永倉達の姿が見えなくなったのを確認すると、司は倒れた藤堂に近づきながら右手を軽く振った。すると、藤堂の刀に巻き付いていた細い鎖がするすると離れ、右手首のブレスレットに吸い込まれて行く。
藤堂は、斬られた背中を地面に打ち付けて、動く事が出来なくなってしまったが、近づいて来る足音に向かって、刀を握り直した。
ガツっ
!?
しかし瞬間、握り直した筈の刀を弾き飛ばされ、挙句、その腕を踏み付けられてしまった。

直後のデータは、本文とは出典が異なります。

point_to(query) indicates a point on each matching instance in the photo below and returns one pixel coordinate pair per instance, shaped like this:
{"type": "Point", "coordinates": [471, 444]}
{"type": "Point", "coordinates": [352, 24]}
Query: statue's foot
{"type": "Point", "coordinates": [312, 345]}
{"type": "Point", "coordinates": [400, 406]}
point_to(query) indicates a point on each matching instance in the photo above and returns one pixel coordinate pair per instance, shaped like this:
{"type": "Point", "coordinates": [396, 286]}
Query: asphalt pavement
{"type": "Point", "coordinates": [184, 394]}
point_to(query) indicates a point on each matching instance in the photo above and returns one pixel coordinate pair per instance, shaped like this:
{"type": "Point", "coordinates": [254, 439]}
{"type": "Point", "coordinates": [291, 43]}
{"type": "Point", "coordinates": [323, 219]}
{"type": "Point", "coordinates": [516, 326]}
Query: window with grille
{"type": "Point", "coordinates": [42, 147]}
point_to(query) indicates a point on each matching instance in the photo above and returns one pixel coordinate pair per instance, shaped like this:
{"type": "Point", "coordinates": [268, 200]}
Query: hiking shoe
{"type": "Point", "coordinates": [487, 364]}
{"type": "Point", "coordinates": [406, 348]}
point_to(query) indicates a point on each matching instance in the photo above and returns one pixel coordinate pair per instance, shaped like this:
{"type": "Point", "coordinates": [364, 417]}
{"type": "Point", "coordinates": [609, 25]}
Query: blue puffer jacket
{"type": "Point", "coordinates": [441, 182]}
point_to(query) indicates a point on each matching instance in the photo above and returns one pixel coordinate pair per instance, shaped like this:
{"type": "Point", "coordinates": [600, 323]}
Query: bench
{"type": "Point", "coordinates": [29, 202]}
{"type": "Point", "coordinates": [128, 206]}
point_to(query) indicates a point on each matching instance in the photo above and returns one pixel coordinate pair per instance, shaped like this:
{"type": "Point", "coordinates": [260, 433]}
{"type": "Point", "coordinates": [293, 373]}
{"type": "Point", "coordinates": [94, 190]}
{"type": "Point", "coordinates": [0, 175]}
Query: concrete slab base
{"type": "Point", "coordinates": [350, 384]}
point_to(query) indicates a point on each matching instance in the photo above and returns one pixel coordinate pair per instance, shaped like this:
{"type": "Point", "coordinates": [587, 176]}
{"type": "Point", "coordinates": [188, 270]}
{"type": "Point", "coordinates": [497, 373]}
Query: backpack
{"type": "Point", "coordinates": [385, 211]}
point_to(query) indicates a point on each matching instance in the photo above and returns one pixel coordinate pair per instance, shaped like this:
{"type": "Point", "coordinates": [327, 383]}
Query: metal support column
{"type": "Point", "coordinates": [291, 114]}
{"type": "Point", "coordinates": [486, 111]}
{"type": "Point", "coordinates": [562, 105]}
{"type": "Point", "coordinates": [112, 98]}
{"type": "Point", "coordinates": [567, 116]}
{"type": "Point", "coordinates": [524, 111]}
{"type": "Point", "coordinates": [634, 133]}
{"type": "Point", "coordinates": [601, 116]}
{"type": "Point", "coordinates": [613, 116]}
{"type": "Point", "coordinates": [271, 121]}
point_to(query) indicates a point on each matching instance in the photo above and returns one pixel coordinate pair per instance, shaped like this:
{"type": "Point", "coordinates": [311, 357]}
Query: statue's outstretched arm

恐る恐る見上げれば、髪を短く切った異国人のような者が、自分を冷ややかに見下ろしている。
月明かりに照らされたその髪の色はまるで月のように銀色に光って見えた。
そして、その手に握られていた自分の刀の刃先が真っ直ぐに自分の喉元に向かっているのが見えた。
それを目にした時、藤堂は少しホッとしたように目を閉じた。